Now that you have all these tips and serving suggestions at your fingertips, it’s time to whip up this delectable Keto Shrimp Egg Roll in a Bowl! Enjoy every bite guilt-free!

Make Ahead and Storage
This Keto Shrimp Egg Roll in a Bowl is perfect for meal prep! You can make it ahead of time and enjoy it throughout the week. It’s a quick recipe that stores well, making your busy lunch hours stress-free.
Storing Leftovers
- Store any leftovers in an airtight container.
- Keep in the refrigerator for up to 3 days.
- Allow to cool completely before sealing to avoid condensation.
Freezing
- This dish can be frozen, but it’s best to freeze the shrimp and veggies separately for optimal texture.
- Place portions in freezer-safe bags or containers.
- Use within 2-3 months for the best flavor.
Reheating
- Thaw frozen portions overnight in the refrigerator before reheating.
- Reheat on the stovetop over medium heat until warmed through, adding a splash of water if needed to prevent sticking.
- Alternatively, use a microwave, heating in 30-second intervals until hot.
FAQs
Got questions? I’ve got answers! Here are some common queries about this delicious recipe.
Can I make Keto Shrimp Egg Roll in a Bowl without shrimp?
Yes! You can substitute shrimp with cooked chicken or tofu for a different protein option while keeping it low-carb.
How do I store leftover Keto Shrimp Egg Roll in a Bowl?
Store leftovers in an airtight container in the refrigerator for up to 3 days.

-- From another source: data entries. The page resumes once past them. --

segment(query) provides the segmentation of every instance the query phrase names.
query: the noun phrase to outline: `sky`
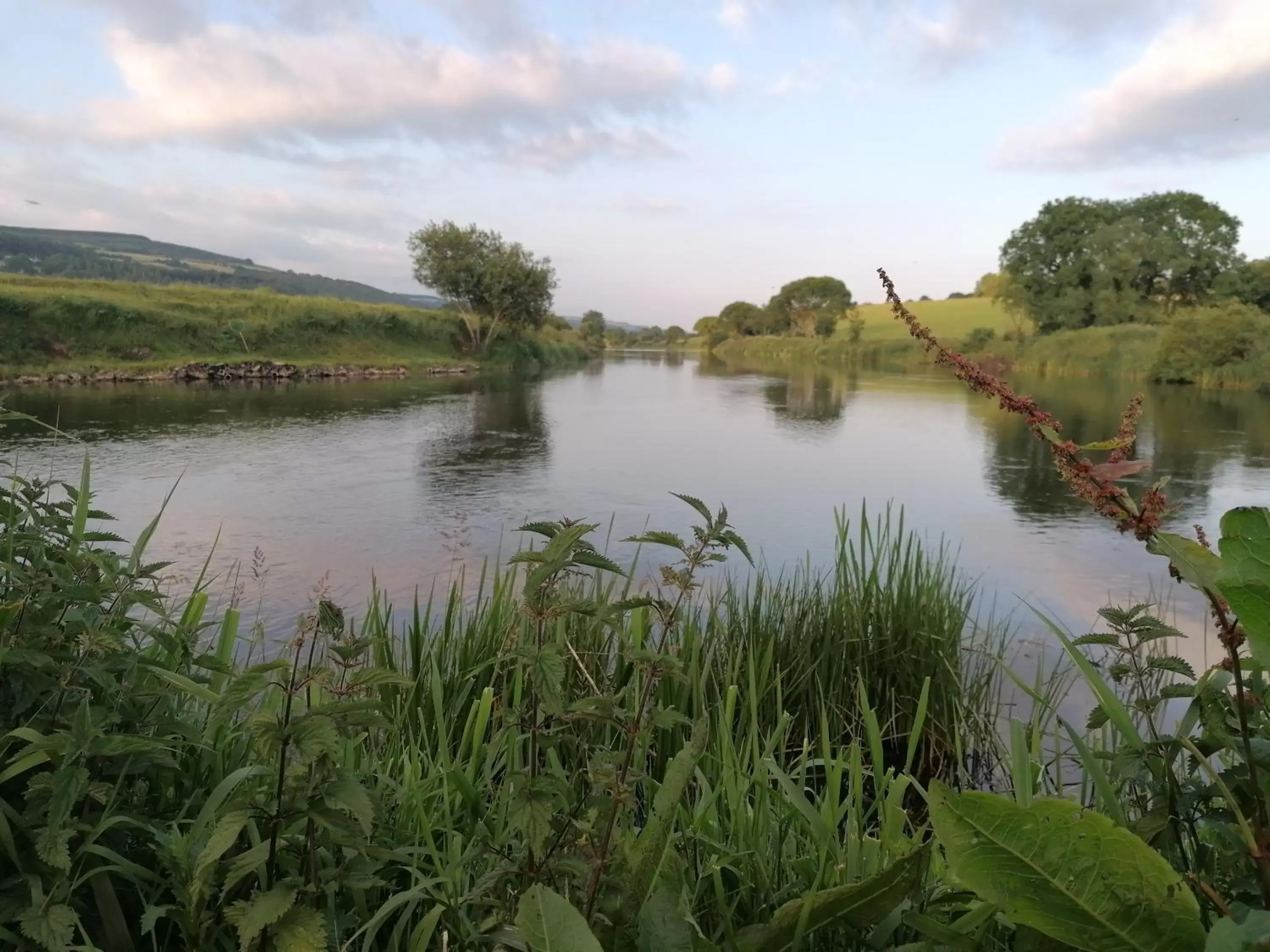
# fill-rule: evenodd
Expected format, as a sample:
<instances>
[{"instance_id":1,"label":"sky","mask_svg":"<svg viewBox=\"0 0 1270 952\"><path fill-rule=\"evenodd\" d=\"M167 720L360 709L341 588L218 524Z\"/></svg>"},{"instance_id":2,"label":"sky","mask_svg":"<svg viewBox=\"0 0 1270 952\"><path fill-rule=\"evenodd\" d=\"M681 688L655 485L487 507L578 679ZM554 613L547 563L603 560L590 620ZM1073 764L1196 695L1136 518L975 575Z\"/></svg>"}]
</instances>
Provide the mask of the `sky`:
<instances>
[{"instance_id":1,"label":"sky","mask_svg":"<svg viewBox=\"0 0 1270 952\"><path fill-rule=\"evenodd\" d=\"M0 0L0 223L418 291L499 231L556 311L808 274L969 291L1066 195L1186 189L1270 255L1270 0Z\"/></svg>"}]
</instances>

Make sure to let it cool before sealing!
What can I serve with Keto Shrimp Egg Roll in a Bowl?
You can enjoy this dish on its own or pair it with cauliflower rice or a fresh salad for added crunch and nutrition.
Is this recipe suitable for meal prep?
Absolutely! This dish is perfect for meal prep as it stores well and makes for a quick reheatable lunch throughout the week.
Can I add more vegetables to this dish?
Definitely! Feel free to add bell peppers, snap peas, or broccoli for extra nutrition and flavor. Just adjust cooking times accordingly.
Final Thoughts
I hope you’re as excited to try this Keto Shrimp Egg Roll in a Bowl as I am! It’s such a flavorful dish that brings all the goodness of traditional egg rolls without the wrappers. Enjoy making this recipe; I’m sure it will become one of your favorites. Happy cooking!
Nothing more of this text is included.